ルノワールの「ムーラン・ド・ギャレット」

ドガの「踊りの花形」

ゴッホの「ローヌ川の星月夜」
このほかにもゴーギャン、マネ、セザンヌ、セリュジェ、ムンク...
ブレーデルやロダン他の彫刻にアールヌーボーの工芸品
もう書ききれないほどのうっとりするような芸術作品がいっぱいです。
名前を知らない作品でも作品の前で立ち止まってしまうものも多々ありました。
オリジナルの絵画を自分の目でじっくり見て感じるこの気持ちは何なのでしょう。
薄いレースの風合いやほんのり赤みをさした肌の色...
夜の深さ、音楽が聞こえてきて引き込まれていきそうな感覚...
歓喜や悲しみ、猜疑心まで描きだしてしまう画家たち。
しばし時を忘れて印象派の作品の魅力を堪能しました。
心残りでしたがオルセーを出てポンデザールへ向かいました。
オルセーはセーヌ川の左岸にあります。
大きな観光船が行くセーヌの向こうにはルーブルが見えます。
ポンデザール「鍵の橋」は右岸のルーブル宮殿のクール・カレまで渡してくれます。
南京錠に二人の名を書き橋の欄干の網の部分に付けて鍵をかけ、
そのカギをセーヌ川に投げ込む「カデナ ダムール」。
2008年ころから恋人同士の変わらぬ愛を願って行われるようになったとか。
錠前の総重量は50トンにもなったと言われ
2014年には金網の一部が壊れて、橋が通行止めになったとのこと。
残念なことに、金網は錠前ごと取り外されアクリル板に置き換えられ
今年の6月1日から錠前を取り付けるのが禁止されてしまいました。
とはいえパリは恋人の街、あちこちでお熱いカップルを見かけるのは変わりがありません。

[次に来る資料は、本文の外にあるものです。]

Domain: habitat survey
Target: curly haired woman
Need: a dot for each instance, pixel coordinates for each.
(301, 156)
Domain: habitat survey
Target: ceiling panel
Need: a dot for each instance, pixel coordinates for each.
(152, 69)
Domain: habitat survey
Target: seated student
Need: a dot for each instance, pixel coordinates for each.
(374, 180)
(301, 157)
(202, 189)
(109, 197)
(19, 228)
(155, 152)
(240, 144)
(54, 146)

そんなパリの様子を「パリの空の下」はよくあらわしていると思います。
さて、夕ご飯は「マキシム」で?
ベルエポック時代、一世を風靡したかの有名レストランです。
1893年の開店の前はアイスクリーム屋さんだったんですって。
コンコルド広場からマドレーヌ寺院へ向かう途中にあります。
世界の名士たちはが夜な夜な会食を楽しみ
某国王などお忍びでいらっしゃる王族も多いのだそうで....
今のオーナーはピエール・カルダン氏。
彼はアール・ヌーボーのコレクションでも有名なんだそうです。
マキシムと同じ建物の中にある「アール・ヌーボー美術館」で展示しています。
美術館はともかくマキシムでのお食事はとても気後れしてしまいますから
ちょっと足を延ばして9区へ。
パリのアパルトマンの立ち並ぶ街角を歩いて行きます。
お目当てのレストランはビニヨン通りにある「ル・ロワ・デュ・ポトフ」
気さくな下町の家庭料理「ポトフ」のほうがしっくりきます。
赤いチェックのテーブルクロスのこの店はポトフではとても有名。
じっくり煮込んだポトフには骨の髄も入っていてこれがまた美味!
野菜や肉にはマスタード、髄は塩でトロウマの食感と味を楽しみます。
スープもおすすめです。
ワインは飲み放題のハウスワインが20€なのですが、
ワイン好きの方は自分で選んで注文されるほうがいいと思います。
外に席が1,2席ありますが店内でいろいろ見ながら食べるのも一興。
来店者の名刺や写真がいっぱい飾ってあるからです。
ギャルソンも丁寧な応対でしたが
観光客だとぶっきらぼうともいえる日本語で案内するので不評もあるようです。
でも彼らは日本人のお客様に「おすすめを日本語で伝えよう」としているようです。
さて、こちらで食べ忘れてはいけないものは「洋ナシのソルベ」です。
実はチョコレートムースも食べて「おほぉ~」と言う位美味しかったのですが
ソルベに軍配を上げました。
こうして歩いて回っているとその地域によって雰囲気が違い
パリっておもしろいなぁ、とだんだん感じてきました。
だから一日すくなくても15000歩、
さすがに30000歩の時は不機嫌になりましたが...
さあ、次はどこのことを書こうかな?
サンジェルマン、シャンゼリゼ、カルチェ・ラタン...
迷います...思い出が色あせないうちに書きとめておこうと思います。